Facial recognition has been quietly unfolding across the United States for years. Now, increased public awareness has turned facial recognition into a hot political issue that may enter the presidential race.

Earlier this month, Bernie Sanders became the first 2020 presidential candidate to call for a ban on police use of facial recognition technology.

While some of the impacts of facial recognition cannot be reversed, its growing political significance may at least help communities of color escape some of its worst effects.

Sanders’ position on facial recognition draws from bans that have occurred this year in San Francisco, Oakland, and Somerville, Massachusetts. In each city, activists focused on pointing out facial recognition’s potential for introducing widespread, mass surveillance of already vulnerable communities, like what may be occurring in the cities of Chicago and Detroit.

A spokesperson for Sanders’ campaign told Recode:

 

“Police use of facial recognition software is the latest example of Orwellian technology that violates our privacy and civil liberties under the guise of public safety and it must stop,” a spokesperson for Sanders’s campaign told Recode. Bernie is proud to join cities like San Francisco in banning the use of this technology for policing, and as President will enact a nationwide ban on facial recognition software for policing, including at the state and local levels.”

 

Conversations around facial recognition are taking place in the federal government as well. Recently, Politico reported that the House Oversight Committee is exploring legislation that would restrict funding for federal use of facial recognition software.

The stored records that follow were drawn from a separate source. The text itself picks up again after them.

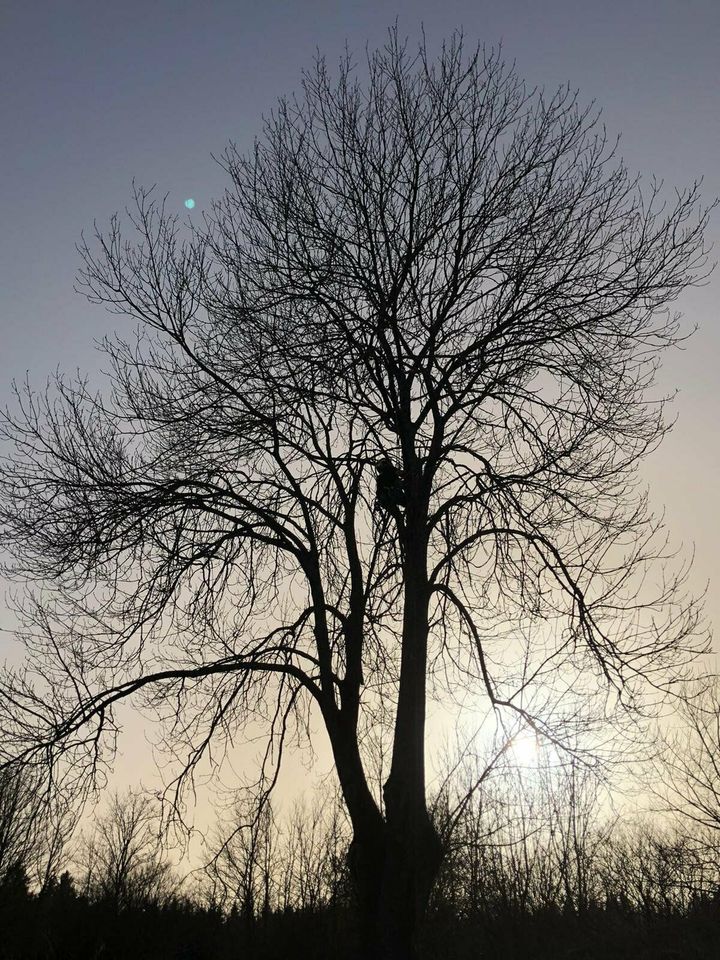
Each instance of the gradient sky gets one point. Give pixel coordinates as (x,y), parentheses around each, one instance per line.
(96,93)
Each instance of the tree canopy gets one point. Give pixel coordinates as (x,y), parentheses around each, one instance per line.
(378,429)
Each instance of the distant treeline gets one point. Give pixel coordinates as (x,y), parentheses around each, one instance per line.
(533,869)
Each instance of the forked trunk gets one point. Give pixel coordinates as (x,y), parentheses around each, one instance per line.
(393,877)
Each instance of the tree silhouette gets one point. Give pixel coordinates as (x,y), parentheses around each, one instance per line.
(375,440)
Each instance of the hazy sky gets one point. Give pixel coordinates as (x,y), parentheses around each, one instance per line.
(95,93)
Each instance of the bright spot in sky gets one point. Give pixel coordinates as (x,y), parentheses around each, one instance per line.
(524,748)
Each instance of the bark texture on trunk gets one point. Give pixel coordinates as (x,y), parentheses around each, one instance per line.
(393,877)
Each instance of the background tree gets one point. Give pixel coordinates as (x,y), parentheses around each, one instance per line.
(376,439)
(121,861)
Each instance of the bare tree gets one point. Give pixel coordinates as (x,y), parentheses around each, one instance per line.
(375,440)
(243,868)
(19,814)
(690,763)
(122,861)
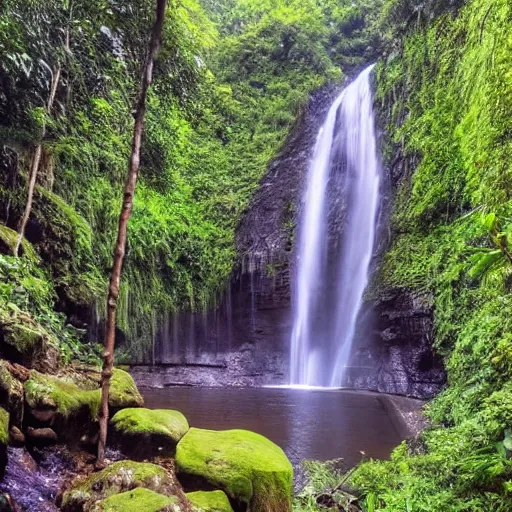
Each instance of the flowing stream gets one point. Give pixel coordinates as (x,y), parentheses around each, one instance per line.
(329,294)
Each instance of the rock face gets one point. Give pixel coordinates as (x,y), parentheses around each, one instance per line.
(245,340)
(4,439)
(69,405)
(252,470)
(396,355)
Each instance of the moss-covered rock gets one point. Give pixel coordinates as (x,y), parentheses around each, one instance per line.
(143,433)
(117,478)
(70,404)
(140,500)
(123,391)
(213,501)
(11,393)
(24,341)
(4,439)
(248,467)
(8,238)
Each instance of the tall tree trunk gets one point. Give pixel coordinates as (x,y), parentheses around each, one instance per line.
(126,210)
(36,161)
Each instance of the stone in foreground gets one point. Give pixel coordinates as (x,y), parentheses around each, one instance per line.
(252,470)
(69,404)
(213,501)
(4,439)
(117,478)
(139,500)
(144,433)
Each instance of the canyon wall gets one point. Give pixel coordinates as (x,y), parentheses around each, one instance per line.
(244,339)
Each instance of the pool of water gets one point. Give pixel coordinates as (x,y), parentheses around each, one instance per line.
(307,424)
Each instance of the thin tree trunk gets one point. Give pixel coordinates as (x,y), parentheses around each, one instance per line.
(126,210)
(36,161)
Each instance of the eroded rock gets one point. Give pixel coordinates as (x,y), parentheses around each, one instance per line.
(4,439)
(11,393)
(213,501)
(119,477)
(144,433)
(140,500)
(247,466)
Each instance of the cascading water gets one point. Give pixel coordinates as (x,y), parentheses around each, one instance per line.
(332,274)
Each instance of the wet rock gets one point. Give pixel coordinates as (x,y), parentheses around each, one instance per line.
(4,439)
(144,433)
(394,346)
(123,391)
(140,500)
(41,436)
(249,468)
(213,501)
(117,478)
(24,341)
(69,404)
(11,393)
(17,437)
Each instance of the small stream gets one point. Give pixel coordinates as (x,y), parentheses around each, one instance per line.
(307,424)
(34,486)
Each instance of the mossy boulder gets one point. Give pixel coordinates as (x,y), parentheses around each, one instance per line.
(4,439)
(24,341)
(8,239)
(252,470)
(123,391)
(69,404)
(117,478)
(139,500)
(213,501)
(143,433)
(11,393)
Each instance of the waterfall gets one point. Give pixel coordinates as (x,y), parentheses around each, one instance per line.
(332,272)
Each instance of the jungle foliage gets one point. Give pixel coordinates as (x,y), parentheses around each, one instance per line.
(445,91)
(231,81)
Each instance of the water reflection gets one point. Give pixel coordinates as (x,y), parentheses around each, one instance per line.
(307,424)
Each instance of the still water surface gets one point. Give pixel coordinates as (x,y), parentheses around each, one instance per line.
(307,424)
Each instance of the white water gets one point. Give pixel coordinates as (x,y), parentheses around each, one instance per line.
(328,294)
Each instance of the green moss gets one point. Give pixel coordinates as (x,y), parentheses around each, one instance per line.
(8,238)
(123,391)
(26,341)
(246,465)
(4,427)
(148,421)
(212,501)
(72,396)
(11,394)
(117,478)
(448,97)
(141,500)
(43,391)
(143,433)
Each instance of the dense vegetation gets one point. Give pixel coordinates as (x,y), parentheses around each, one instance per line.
(231,82)
(445,91)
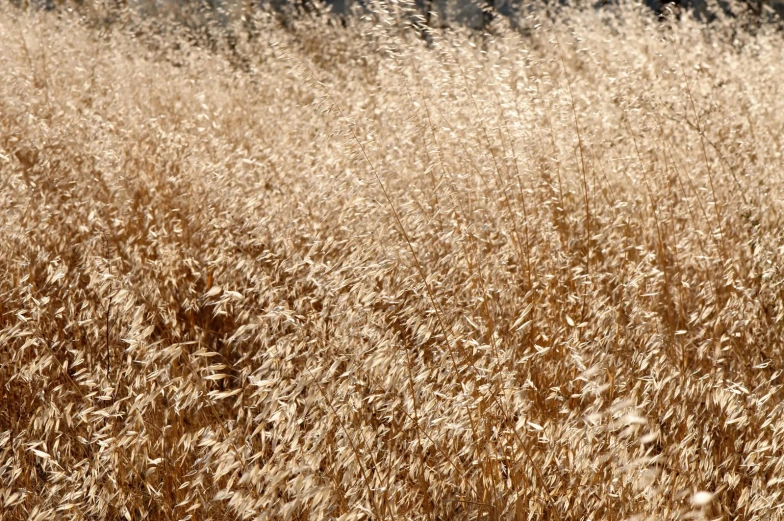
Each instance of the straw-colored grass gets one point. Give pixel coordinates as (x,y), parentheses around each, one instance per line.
(355,273)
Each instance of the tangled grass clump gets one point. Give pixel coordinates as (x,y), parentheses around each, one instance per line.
(354,273)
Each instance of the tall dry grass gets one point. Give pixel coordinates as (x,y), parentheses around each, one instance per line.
(354,273)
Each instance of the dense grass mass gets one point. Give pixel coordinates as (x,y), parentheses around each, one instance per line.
(326,272)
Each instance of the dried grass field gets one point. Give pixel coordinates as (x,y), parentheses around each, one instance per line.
(325,272)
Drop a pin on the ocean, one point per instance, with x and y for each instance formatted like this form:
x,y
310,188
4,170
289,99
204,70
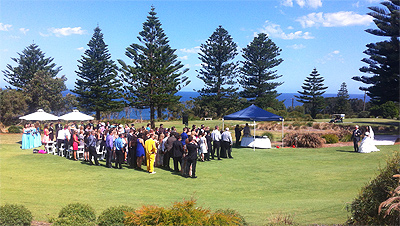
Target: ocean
x,y
288,98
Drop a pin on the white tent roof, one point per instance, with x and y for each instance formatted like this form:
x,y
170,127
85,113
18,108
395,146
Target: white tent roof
x,y
40,115
75,115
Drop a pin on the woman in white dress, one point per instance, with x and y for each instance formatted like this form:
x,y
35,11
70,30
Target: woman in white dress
x,y
367,144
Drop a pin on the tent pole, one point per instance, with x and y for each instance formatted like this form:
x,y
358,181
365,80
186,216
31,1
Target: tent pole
x,y
254,140
283,120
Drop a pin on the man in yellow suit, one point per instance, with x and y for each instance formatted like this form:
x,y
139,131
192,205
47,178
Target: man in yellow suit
x,y
151,150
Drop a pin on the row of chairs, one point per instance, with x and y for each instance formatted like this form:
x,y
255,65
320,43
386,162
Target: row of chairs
x,y
51,148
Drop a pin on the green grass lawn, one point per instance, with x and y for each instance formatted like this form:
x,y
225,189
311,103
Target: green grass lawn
x,y
315,185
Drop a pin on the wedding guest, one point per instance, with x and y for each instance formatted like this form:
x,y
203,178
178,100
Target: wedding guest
x,y
227,142
92,148
51,132
46,133
119,150
216,137
75,143
238,134
177,152
192,147
246,131
151,150
140,151
109,148
26,137
356,138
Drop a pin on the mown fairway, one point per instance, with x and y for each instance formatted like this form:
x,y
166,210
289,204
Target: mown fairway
x,y
313,184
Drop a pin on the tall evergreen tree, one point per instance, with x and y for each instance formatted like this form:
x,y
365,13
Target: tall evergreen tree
x,y
155,76
342,100
311,95
218,73
30,61
257,76
97,85
383,61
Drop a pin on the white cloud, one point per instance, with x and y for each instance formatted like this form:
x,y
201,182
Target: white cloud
x,y
303,3
5,27
192,50
297,46
23,30
339,19
66,31
44,35
275,30
287,3
332,56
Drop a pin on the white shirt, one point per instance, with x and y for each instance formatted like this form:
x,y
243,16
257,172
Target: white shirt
x,y
226,136
216,135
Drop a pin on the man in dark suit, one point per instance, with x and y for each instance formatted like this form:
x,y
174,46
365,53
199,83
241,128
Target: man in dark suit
x,y
192,147
167,152
356,138
177,152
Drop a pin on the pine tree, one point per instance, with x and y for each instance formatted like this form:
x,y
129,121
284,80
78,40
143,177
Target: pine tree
x,y
261,55
312,92
155,76
383,61
97,85
30,61
342,100
218,73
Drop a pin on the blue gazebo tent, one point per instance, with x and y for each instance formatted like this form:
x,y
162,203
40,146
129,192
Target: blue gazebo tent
x,y
254,113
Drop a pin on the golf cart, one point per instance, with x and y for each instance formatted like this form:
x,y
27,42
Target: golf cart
x,y
337,118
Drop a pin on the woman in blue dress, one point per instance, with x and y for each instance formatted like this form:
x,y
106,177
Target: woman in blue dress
x,y
139,151
25,137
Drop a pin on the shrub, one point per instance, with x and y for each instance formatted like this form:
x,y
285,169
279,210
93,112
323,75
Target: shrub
x,y
75,214
346,137
13,214
308,140
15,129
364,208
269,135
226,217
114,216
182,213
330,138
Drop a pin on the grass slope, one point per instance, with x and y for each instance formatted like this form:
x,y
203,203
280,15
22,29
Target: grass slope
x,y
313,184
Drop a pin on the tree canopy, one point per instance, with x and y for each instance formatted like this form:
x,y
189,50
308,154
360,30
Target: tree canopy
x,y
383,62
155,76
97,85
257,77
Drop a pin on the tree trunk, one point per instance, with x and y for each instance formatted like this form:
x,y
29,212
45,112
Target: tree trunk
x,y
97,115
152,116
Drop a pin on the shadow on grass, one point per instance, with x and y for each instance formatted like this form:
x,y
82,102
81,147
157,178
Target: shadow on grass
x,y
379,123
346,151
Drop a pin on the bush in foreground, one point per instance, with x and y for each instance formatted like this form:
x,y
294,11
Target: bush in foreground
x,y
75,214
12,214
15,129
330,138
182,213
114,216
364,208
308,140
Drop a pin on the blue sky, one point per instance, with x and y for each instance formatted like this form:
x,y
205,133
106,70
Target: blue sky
x,y
328,35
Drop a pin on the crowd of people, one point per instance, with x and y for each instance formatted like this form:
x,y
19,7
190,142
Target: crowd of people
x,y
124,144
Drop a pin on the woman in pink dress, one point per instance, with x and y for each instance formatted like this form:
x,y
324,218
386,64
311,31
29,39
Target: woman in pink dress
x,y
46,133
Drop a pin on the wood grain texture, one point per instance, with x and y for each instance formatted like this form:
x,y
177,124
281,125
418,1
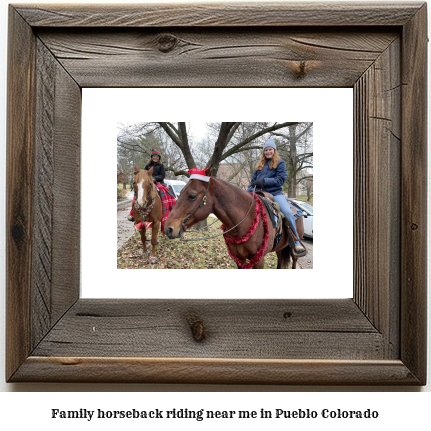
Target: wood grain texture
x,y
221,15
378,337
228,58
413,193
377,193
19,208
234,329
215,371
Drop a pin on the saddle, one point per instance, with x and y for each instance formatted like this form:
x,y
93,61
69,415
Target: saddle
x,y
278,219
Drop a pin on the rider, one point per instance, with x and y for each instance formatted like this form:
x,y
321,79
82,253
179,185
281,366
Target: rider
x,y
167,197
270,175
158,172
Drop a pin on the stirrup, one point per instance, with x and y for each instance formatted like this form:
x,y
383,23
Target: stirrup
x,y
300,253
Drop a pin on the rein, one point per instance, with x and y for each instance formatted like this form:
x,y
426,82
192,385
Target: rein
x,y
203,202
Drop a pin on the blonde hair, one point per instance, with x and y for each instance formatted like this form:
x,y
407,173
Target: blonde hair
x,y
274,161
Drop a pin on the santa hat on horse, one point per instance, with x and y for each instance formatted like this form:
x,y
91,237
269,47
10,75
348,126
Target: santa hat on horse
x,y
156,153
199,174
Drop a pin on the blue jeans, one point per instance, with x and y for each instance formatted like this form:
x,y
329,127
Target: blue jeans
x,y
285,209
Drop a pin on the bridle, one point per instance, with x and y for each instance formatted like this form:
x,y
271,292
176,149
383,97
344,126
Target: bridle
x,y
203,202
145,209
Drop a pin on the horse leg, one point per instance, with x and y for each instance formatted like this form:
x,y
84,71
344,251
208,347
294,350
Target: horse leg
x,y
144,240
294,260
154,232
283,258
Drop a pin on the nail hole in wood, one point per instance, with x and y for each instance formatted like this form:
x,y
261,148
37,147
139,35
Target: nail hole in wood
x,y
197,328
167,42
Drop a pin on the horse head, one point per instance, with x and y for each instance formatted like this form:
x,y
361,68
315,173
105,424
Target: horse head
x,y
143,185
193,205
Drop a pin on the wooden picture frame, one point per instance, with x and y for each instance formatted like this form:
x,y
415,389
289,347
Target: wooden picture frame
x,y
376,338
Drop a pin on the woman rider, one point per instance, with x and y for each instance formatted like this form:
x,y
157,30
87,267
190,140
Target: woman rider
x,y
270,175
167,196
158,173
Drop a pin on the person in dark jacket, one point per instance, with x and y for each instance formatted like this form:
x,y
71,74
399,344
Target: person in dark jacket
x,y
158,167
270,175
158,172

Although the bipartisan effort has not been finalized yet, Rep. Jim Jordan (R-Ohio) told the outlet that he’s hoping it will be after Congress reconvenes from its annual recess. 

There is a slew of issues with facial recognition technology. In July 2018, the American Civil Liberties Union Found that Amazon’s Rekognition falsely matched 28 members of Congress to mugshots — including six members of the Congressional Black Caucus. Then, a January 2019 study revealed the program has greater errors in trying to recognize darker-skinned women.

Despite this, Amazon has sold its program to police throughout the country and even attempted peddling Rekognition to Immigration and Customs Enforcement (ICE). Then in May 2019, reports found that police were running sketches through Rekognition, a gross misuse of the program that would likely increase errors.

At a hearing on facial recognition where advocates requested a moratorium on the technology, Joy Buolamwinithe Founder of the Algorithmic Justice League told Congress:

 

“In one test, Amazon recognition even failed on the face of Oprah Winfrey labeling her male. Personally, I’ve had to resort to literally wearing a white mask to have my face detected by some of this technology. Coding in white face is the last thing I expected to be doing at M.I.T., an American epicenter of innovation.”

 

The solution to facial recognition isn’t making sure it can better recognize Black people. Given the history of how the United States has surveilled Black people, that would just make it incredibly dangerous.

Instead, facial recognition is one of those technologies where people have to ask themselves if it should even exist in the first place.